Applications for gull cull licences fall short of required standards.
Natural England is waking up to the shambolic state of knowledge amongst those seeking licences for lethal killing of birds under new licensing regimes.
In a recent update, Dave Slater, the Natural England director for licensing makes it clear that many applications to kill large gulls in rural settings (now removed from general licences following Wild Justice’s legal challenge last year) have been received after the deadline and lacking the necessary information to justify a licence being issued.
Rather extraordinarily, Natural England’s response to this is to allocate more staff to the issue rather than simply sending out letters rejecting the licence applications. Wild Justice has several times suggested to Natural England that if workloads are high on processing licences then charging for licence applications is a completely reasonable response. Where licence applications are late or inadequate it is difficult to see why public money should be spend on hand-holding applicants.
If large shooting states, owned by some of the wealthiest in the country, charging massive fees for shooting days, and employing land agents, shooting agents and teams of so-called professional gamekeepers cannot fill in some forms and submit them on time then it is unclear why the taxpayer is picking up the bill.
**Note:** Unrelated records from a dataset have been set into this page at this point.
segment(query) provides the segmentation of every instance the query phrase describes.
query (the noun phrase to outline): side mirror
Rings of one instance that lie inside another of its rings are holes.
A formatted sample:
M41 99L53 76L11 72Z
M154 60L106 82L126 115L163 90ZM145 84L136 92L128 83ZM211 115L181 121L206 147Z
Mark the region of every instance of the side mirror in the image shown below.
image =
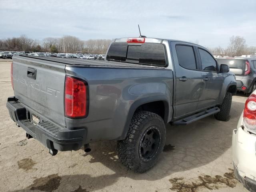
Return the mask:
M229 67L228 65L221 64L220 65L220 73L227 73L229 71Z

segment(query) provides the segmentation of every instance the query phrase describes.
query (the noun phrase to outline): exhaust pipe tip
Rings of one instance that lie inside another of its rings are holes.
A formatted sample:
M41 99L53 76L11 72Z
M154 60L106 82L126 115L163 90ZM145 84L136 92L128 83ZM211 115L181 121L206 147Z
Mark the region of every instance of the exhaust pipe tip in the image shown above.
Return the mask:
M54 156L58 153L58 150L55 149L49 149L49 153L52 156Z
M88 153L90 152L92 150L90 146L90 145L89 144L86 144L84 146L84 152L86 153Z

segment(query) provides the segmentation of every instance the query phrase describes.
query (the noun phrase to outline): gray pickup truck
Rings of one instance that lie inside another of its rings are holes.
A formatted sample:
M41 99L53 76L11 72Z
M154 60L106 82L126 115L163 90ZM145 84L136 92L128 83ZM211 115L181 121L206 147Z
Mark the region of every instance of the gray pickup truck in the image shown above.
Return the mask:
M165 125L229 118L234 74L206 49L176 40L116 39L104 61L15 56L11 118L49 149L116 140L121 162L143 172L160 157Z

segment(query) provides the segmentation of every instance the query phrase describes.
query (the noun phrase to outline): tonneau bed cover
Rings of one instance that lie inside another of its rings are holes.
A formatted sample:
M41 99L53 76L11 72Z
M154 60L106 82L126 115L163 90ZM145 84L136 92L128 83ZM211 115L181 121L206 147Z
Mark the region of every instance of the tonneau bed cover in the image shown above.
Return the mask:
M134 64L124 62L98 60L83 60L73 58L60 58L56 57L40 57L38 56L15 56L25 59L36 59L40 60L57 62L65 64L71 65L82 65L84 66L106 66L116 67L131 67L163 68L163 67ZM14 56L13 57L14 58Z

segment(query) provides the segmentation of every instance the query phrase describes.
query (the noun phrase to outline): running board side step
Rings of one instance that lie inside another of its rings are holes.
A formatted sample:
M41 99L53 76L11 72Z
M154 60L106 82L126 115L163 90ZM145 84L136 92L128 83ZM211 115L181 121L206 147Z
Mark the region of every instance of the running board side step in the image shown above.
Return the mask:
M206 111L200 112L198 113L194 114L188 117L185 117L182 119L174 121L172 122L173 125L187 125L190 123L192 123L200 119L204 118L208 116L213 115L215 113L219 112L220 110L218 107L215 107L213 108L207 109Z

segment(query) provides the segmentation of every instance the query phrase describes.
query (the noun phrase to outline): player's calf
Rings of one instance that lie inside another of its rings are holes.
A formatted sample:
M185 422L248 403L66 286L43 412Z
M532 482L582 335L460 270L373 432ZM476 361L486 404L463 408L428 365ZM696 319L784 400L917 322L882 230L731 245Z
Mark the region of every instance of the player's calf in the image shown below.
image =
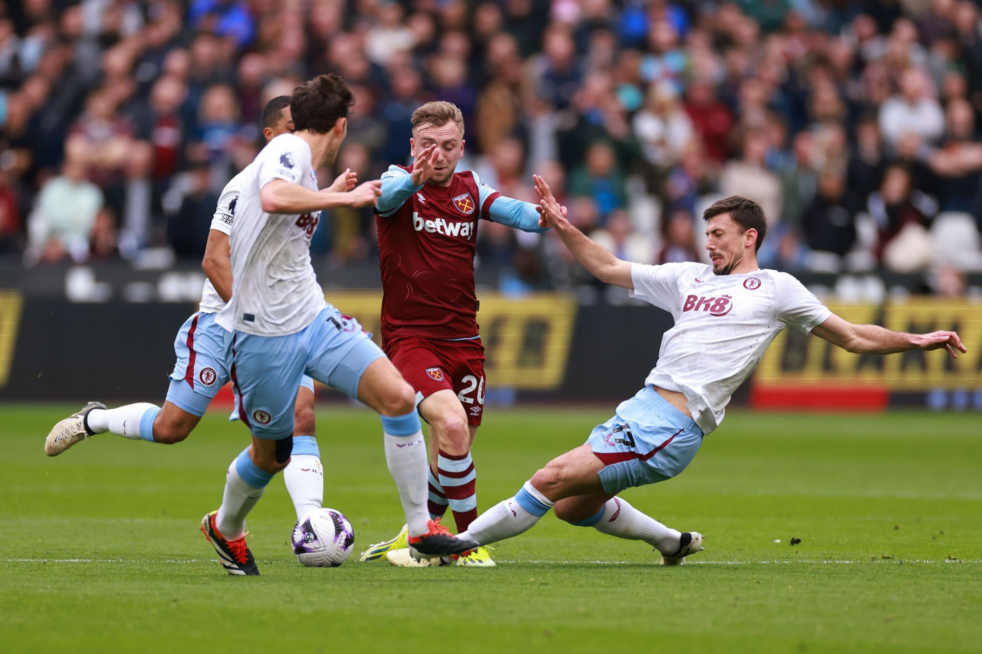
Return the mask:
M194 430L200 421L200 416L188 413L170 402L164 402L151 427L152 440L165 445L180 443Z

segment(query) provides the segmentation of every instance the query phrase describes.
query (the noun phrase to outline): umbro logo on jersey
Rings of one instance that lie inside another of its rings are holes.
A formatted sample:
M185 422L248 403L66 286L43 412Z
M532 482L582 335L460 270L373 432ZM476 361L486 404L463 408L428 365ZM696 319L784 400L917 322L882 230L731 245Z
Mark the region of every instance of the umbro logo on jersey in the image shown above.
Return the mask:
M458 195L454 198L454 206L457 207L462 214L469 216L474 213L474 198L470 197L470 193Z
M720 297L699 297L698 295L689 295L685 298L685 303L682 305L682 312L686 311L705 311L708 312L710 316L726 316L731 311L733 311L734 303L732 302L732 295L721 295Z

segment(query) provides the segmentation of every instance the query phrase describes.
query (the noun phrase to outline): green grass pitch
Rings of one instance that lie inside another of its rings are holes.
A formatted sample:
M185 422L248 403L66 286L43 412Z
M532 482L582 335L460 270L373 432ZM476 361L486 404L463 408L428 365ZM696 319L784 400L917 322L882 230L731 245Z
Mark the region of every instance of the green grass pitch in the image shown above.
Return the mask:
M491 408L480 507L612 409ZM625 493L705 534L682 568L550 515L500 543L497 568L405 570L355 560L403 522L378 419L321 406L325 505L355 554L301 568L276 478L248 523L262 577L243 579L197 529L241 425L218 411L180 445L107 434L48 459L71 410L0 407L3 651L982 651L977 415L732 412L682 476Z

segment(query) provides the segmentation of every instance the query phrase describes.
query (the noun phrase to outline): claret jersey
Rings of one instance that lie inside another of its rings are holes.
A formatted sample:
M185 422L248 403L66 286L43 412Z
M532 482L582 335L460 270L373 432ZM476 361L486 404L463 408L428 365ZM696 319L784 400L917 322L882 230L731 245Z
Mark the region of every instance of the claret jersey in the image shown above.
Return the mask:
M402 176L408 180L410 170L391 166L383 182ZM397 330L437 339L478 335L477 221L490 220L497 198L496 190L466 171L455 173L449 186L423 184L399 206L376 209L383 342Z

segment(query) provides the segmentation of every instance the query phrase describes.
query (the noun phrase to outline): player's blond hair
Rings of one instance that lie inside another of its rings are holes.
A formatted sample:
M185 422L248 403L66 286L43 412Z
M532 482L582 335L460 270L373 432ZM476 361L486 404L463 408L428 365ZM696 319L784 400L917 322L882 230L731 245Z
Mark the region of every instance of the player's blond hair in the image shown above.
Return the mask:
M427 102L412 112L412 134L415 135L416 127L424 125L431 125L436 127L443 126L454 121L461 126L461 135L464 135L464 114L453 102L439 100Z

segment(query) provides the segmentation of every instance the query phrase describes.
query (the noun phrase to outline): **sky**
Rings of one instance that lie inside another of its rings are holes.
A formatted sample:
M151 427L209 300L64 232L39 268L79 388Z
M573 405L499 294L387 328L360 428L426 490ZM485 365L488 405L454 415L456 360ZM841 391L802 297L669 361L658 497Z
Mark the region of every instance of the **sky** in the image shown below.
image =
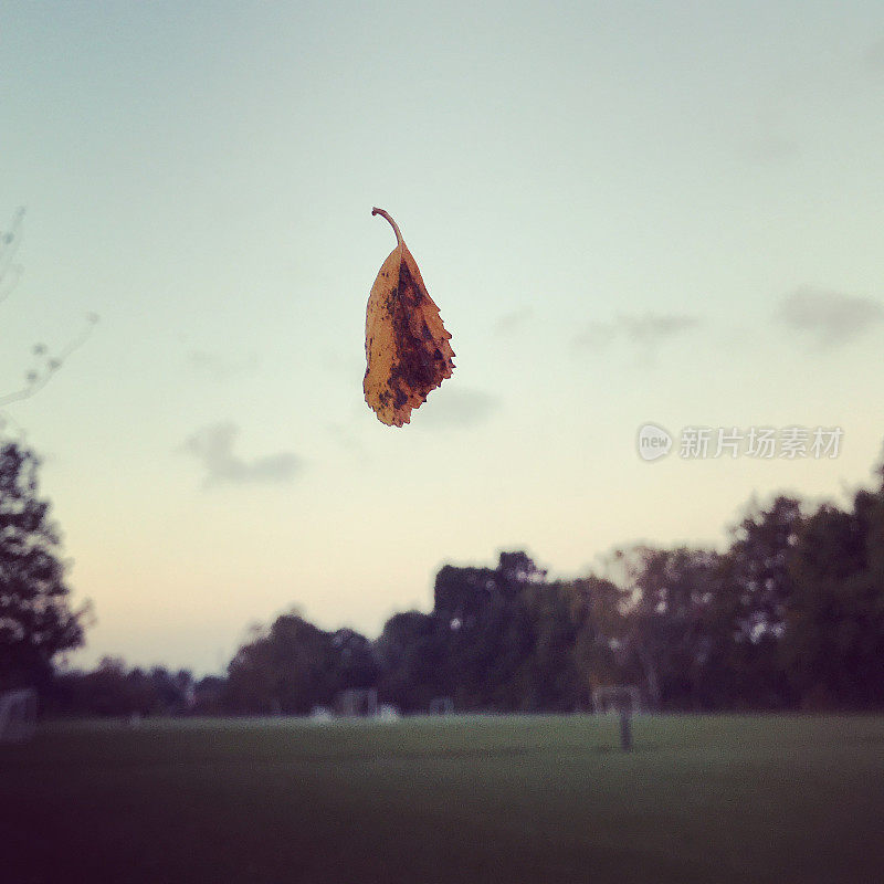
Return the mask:
M13 1L0 65L0 402L63 357L2 418L77 665L220 671L293 607L373 636L444 562L720 547L881 462L877 0ZM402 429L362 399L375 206L456 354ZM790 427L838 456L714 456Z

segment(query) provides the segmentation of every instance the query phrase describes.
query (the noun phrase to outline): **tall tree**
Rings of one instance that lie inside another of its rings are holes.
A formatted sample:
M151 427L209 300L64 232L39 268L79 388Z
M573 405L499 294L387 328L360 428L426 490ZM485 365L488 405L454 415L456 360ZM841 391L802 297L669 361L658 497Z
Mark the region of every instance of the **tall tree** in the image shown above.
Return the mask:
M0 686L44 684L56 654L83 643L88 606L73 610L38 457L0 446Z
M792 575L783 645L802 703L884 705L884 486L810 516Z

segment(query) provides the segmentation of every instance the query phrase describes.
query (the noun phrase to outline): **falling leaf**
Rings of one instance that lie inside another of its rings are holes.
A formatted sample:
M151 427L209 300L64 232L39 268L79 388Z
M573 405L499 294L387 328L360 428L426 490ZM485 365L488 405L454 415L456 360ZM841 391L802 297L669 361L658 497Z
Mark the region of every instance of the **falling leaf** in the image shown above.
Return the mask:
M366 311L366 402L378 420L401 427L412 409L427 401L454 370L454 351L439 307L427 292L418 264L396 221L383 209L396 233L396 249L378 272Z

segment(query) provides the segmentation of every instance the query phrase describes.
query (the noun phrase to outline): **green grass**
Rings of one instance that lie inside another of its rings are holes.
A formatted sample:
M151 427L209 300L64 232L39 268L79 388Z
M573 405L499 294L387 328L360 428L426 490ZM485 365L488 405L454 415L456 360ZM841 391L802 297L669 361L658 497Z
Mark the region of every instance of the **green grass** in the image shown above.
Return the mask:
M46 725L0 881L884 881L884 718ZM14 875L10 875L11 870Z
But more broadly, and more importantly, this is an insight into the reality of the casual killing of wild birds under the discredited former and current general licences. Mr Slater had to remind the world that:
Natural England will issue licences where there is enough evidence and information in applications for us to conclude that:
– there is a genuine problem to resolve or need to satisfy for which a statutory licensing purpose applies;
– there are no satisfactory alternatives, including that non-lethal solutions have been tried and/or shown to be ineffective;
– the licensed action will contribute to resolving the problem or meeting the need; and,
– the action to be licensed is proportionate to the problem or need.https://naturalengland.blog.gov.uk/2020/04/21/update-on-licences-for-the-control-of-herring-gull-and-lesser-black-backed-gull/
This is what the law has always required except that in their former and current general licences, DEFRA, Natural England (and Natural Resources Wales) left it to the licence user to go through those steps on their own rather than, as Wild Justice believes is required, making sure that these conditions are met. Here we see that those requesting (often demanding) licences to kill protected birds (all birds are protected by law) fail to meet the simple requirement of filling in a form properly.
As an insight into the shambolic and unjustified casual killing of birds, and the urgent need for reform of the licensing system for bird killing across the UK, we couldn’t have come up with a much better example.
Wild Justice is challenging the current general licences in Wales – our crowdfunder is almost at its target.
Wild Justice is waiting eagerly for the results of the long drawn out DEFRA review of general licences.